The detention of a vessel carrying a cargo of phosphate
The detention of a vessel carrying a cargo of phosphate rock
destined for Canada from occupied Western Sahara.
Bir Lehlu, Western Sahara (18 May 2017).
The government of the Saharawi Arab Democratic Republic (the
SADR) and the Saharawi national liberation movement, the
Polisario Front, announced today the detention of a second
vessel carrying a cargo of phosphate rock illegally mined
and sold from occupied Western Sahara. The motor vessel
Ultra Innovation, was detained last night in Panama under
court order while transiting the Panama Canal en route to
The motor vessel is carrying phosphate rock, estimated at 55,000 tonnes and valued around $6 million USD is considered to be bound for Agrium Inc. through the Port of Vancouver, consistent with a pattern of shipments for the company and a chartering of vessels managed by the Danish firm Ultrabulk A/S. The m.v. Ultra Innovation, part of a fleet of bulk carriers constructed with financial assistance from Canada’s Canpotex potash export consortium, of which Agrium is a part owner, had been tracked prior to its arrival late last month at El Aauin on the coast of Western Sahara. Ultrabulk ships have featured in about one-third of shipments to Agrium since the company announced in September 2011 that it would begin imports from “Morocco”.

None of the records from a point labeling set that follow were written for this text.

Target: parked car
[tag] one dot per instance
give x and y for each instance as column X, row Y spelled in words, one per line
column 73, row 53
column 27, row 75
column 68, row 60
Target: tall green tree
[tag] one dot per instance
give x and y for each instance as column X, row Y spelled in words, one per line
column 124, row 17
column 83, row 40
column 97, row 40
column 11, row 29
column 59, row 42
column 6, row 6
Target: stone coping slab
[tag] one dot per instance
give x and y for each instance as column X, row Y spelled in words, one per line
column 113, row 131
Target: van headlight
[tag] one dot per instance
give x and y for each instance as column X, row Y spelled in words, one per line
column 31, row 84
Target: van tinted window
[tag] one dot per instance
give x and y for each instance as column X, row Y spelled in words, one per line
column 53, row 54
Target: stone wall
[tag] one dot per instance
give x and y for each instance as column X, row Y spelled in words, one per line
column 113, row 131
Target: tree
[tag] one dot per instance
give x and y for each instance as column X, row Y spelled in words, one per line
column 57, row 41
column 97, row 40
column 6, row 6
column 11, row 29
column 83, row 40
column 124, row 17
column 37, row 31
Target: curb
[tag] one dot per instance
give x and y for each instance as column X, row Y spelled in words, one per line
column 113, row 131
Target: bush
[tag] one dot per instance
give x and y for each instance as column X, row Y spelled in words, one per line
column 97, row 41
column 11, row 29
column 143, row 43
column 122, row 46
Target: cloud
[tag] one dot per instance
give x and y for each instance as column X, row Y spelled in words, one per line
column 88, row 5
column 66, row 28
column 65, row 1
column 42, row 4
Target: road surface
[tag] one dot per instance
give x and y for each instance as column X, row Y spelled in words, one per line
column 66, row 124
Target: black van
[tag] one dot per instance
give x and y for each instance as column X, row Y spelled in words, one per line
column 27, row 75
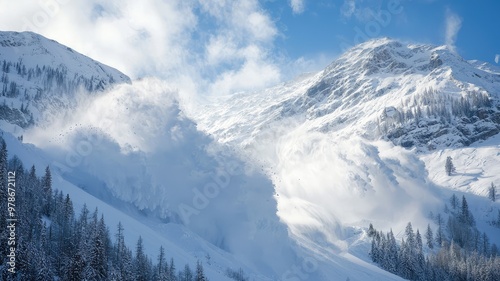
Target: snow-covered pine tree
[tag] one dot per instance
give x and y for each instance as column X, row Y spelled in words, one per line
column 429, row 237
column 492, row 192
column 449, row 167
column 200, row 276
column 47, row 192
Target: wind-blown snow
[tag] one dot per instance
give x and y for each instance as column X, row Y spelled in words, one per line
column 281, row 179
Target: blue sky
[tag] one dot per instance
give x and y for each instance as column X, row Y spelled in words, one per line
column 326, row 27
column 226, row 46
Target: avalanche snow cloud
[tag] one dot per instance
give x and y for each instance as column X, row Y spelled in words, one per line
column 135, row 143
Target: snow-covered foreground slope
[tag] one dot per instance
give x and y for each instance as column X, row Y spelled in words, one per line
column 323, row 140
column 283, row 182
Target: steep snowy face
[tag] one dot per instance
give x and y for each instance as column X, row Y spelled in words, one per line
column 40, row 76
column 415, row 95
column 322, row 138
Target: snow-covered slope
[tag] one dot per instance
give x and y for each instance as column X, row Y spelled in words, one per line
column 40, row 76
column 281, row 182
column 362, row 141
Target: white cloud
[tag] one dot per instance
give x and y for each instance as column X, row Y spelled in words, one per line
column 168, row 39
column 297, row 6
column 348, row 8
column 453, row 25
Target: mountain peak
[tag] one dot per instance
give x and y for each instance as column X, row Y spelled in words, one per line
column 39, row 76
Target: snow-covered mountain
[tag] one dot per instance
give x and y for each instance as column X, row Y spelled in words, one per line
column 281, row 182
column 414, row 95
column 41, row 75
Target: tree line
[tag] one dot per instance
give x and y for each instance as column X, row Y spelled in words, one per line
column 55, row 243
column 456, row 250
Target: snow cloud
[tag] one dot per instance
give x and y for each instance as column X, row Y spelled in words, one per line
column 453, row 25
column 348, row 8
column 297, row 6
column 200, row 42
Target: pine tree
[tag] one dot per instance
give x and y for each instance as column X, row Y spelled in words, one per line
column 171, row 271
column 141, row 262
column 371, row 231
column 492, row 192
column 162, row 266
column 200, row 276
column 454, row 201
column 465, row 215
column 3, row 198
column 449, row 167
column 429, row 237
column 186, row 274
column 47, row 192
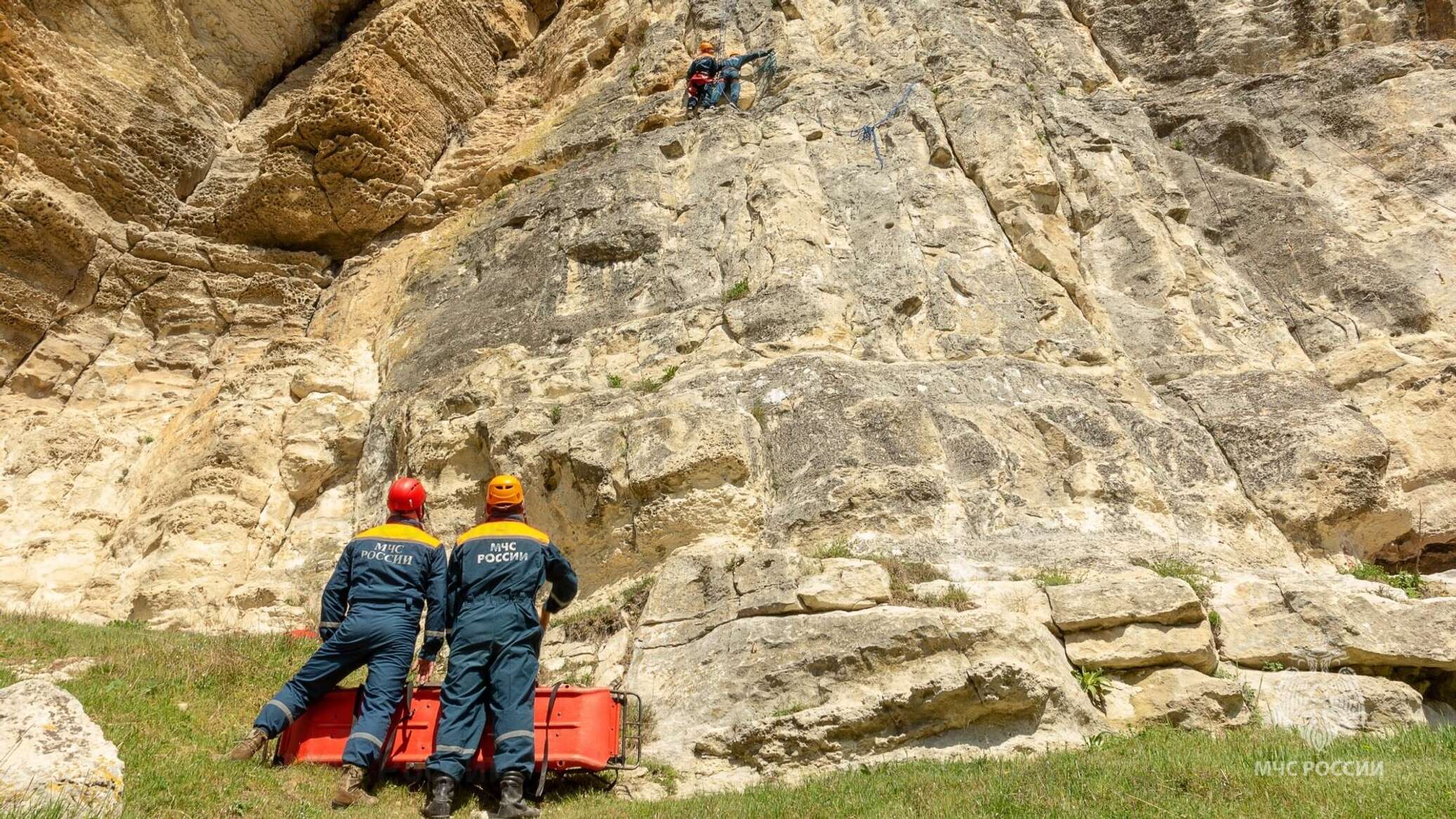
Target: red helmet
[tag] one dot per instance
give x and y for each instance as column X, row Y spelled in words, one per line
column 407, row 494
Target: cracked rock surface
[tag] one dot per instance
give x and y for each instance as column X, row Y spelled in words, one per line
column 1117, row 285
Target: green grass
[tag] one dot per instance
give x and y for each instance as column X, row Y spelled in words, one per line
column 1197, row 577
column 174, row 770
column 906, row 573
column 590, row 626
column 1093, row 683
column 838, row 548
column 1407, row 582
column 1157, row 773
column 954, row 598
column 1055, row 576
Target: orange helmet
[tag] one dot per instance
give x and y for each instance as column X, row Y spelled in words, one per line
column 504, row 490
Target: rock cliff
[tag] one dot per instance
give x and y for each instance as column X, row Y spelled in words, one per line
column 1114, row 285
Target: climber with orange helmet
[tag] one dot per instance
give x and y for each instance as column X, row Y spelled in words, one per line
column 701, row 76
column 495, row 572
column 369, row 617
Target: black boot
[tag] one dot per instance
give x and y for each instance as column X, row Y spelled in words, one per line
column 441, row 794
column 513, row 799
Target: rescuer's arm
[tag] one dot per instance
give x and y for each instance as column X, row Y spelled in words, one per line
column 335, row 595
column 562, row 582
column 436, row 627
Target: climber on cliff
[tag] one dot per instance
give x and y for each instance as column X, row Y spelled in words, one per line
column 495, row 633
column 701, row 76
column 370, row 615
column 729, row 76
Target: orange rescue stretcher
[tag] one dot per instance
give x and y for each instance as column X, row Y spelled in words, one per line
column 577, row 729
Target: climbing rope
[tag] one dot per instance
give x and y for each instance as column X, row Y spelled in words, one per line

Mr Emhamed Khadad, member of the Frente Polisario, the Saharawi independence movement, leadership and the senior SADR official responsible for natural resources, remarked that: “We are optimistic this second recourse to applying the law to bring an end to the blatant, theft of a resource belonging to a people under occupation will demonstrate our resolve. The May 1 interdiction of a cargo passing through South Africa and today’s step in Panama, are part of ongoing measures to seek justice against in the illegal exploitation of the natural resources of Western Sahara and enhance the rule of law in the advancement of self-determination for the Saharawi people.”

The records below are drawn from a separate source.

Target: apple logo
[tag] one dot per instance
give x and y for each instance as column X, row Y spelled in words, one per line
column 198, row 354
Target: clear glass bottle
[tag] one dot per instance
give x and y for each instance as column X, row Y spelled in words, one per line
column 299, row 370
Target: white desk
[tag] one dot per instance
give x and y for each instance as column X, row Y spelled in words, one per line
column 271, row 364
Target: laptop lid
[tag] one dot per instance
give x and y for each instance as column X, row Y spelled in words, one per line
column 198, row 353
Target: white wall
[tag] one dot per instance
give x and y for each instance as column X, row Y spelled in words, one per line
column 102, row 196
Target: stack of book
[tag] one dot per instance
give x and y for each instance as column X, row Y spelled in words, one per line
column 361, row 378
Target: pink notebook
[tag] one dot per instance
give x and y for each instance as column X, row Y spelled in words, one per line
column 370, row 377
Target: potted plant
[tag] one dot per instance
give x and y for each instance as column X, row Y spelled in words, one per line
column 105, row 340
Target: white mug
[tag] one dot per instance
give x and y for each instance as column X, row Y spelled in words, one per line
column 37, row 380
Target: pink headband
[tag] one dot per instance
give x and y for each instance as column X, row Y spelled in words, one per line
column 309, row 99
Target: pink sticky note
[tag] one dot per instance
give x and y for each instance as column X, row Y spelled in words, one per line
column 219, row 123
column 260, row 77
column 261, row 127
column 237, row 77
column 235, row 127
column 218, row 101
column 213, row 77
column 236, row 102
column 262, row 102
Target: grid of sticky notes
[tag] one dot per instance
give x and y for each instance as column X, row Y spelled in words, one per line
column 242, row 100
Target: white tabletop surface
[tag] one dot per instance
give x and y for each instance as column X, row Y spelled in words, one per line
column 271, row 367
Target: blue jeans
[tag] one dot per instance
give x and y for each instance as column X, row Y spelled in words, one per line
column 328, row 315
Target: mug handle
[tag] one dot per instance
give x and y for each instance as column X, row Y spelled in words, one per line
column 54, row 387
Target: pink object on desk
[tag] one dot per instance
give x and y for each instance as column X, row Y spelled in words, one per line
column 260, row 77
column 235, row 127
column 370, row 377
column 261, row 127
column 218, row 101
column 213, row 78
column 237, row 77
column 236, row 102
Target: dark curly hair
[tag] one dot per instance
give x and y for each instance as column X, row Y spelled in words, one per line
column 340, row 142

From the outset of shipments for the company into the Port of Vancouver in the second half of 2013, the SADR government has attempted to engage Agrium, routinely protesting individual shipments and in 2016 rejecting an inadequate human rights evaluation done on request of the company as failing to explain the essentials facts of occupation and serious human rights abuses in that part of Western Sahara held by Morocco.
“A basic starting point to thinking about Western Sahara”, remarked Khadad, “is the conclusion of the International Court of Justice in 1975 that Morocco does not have ‘any’ territorial right or claim to Western Sahara. Then add to this the pronouncement of the UN General Assembly that the territory is occupied. There’s nothing complex about territorial annexation and a selling of what is stolen property – in the face of our repeated constant protests – out the front door of our house. After years of calling for an end to this trade and seeking creation of United Nations oversight of our resources until its commitment to provide a referendum of self-determination of the Saharawi people is fulfilled, it was time to resort to the rule of law in the international order.”
The detention of the two vessels, that in South Africa on May 1 and was bound for the New Zealand importer Ballance Agri-Nutrients Limited (54,000 tonnes; $7 million NZD), follows a case brought for the Saharawi people in the Court of Justice of the European Union. The case, with an appeal issued by the full court, concluded that Morocco had no territorial rights or claim in Western Sahara, and that a European Union free trade agreement could not extend to operate in the territory. The court particularly noted that the consent of the Saharawi people was needed for the trade or otherwise agreements concerning such things as natural resources.
Khadad explained that: “The Saharawi people wanted their government to act. We could no longer tolerate the myth that the mining and export of phosphate rock was somehow a benefit to that part of our people under occupation inside Western Sahara. And our people in the refugee camps haven’t seen anything from the trade. Consider this: A high quality phosphate rock for agricultural fertilizer is sold at a profit and benefits the nutrition of children in countries such as Canada and New Zealand. Meanwhile, the rightful owners of the resource, including Saharawi children, face poor food security in refugee camps. The injustice of this situation could not be more apparent.”
It is expected following such legal steps that Saharawi government authorities would take legal action against all the conspirators in the illegal trade of resources of Western Sahara and would pursue individual ship owners for future cargos, including later civil claims against them in specific countries where port calls are made.
The detention of the cargo aboard the Ultra Innovation comes one day before the South Africa High Court is scheduled to consider its May 1 direction for interdiction of the New Zealand bound cargo.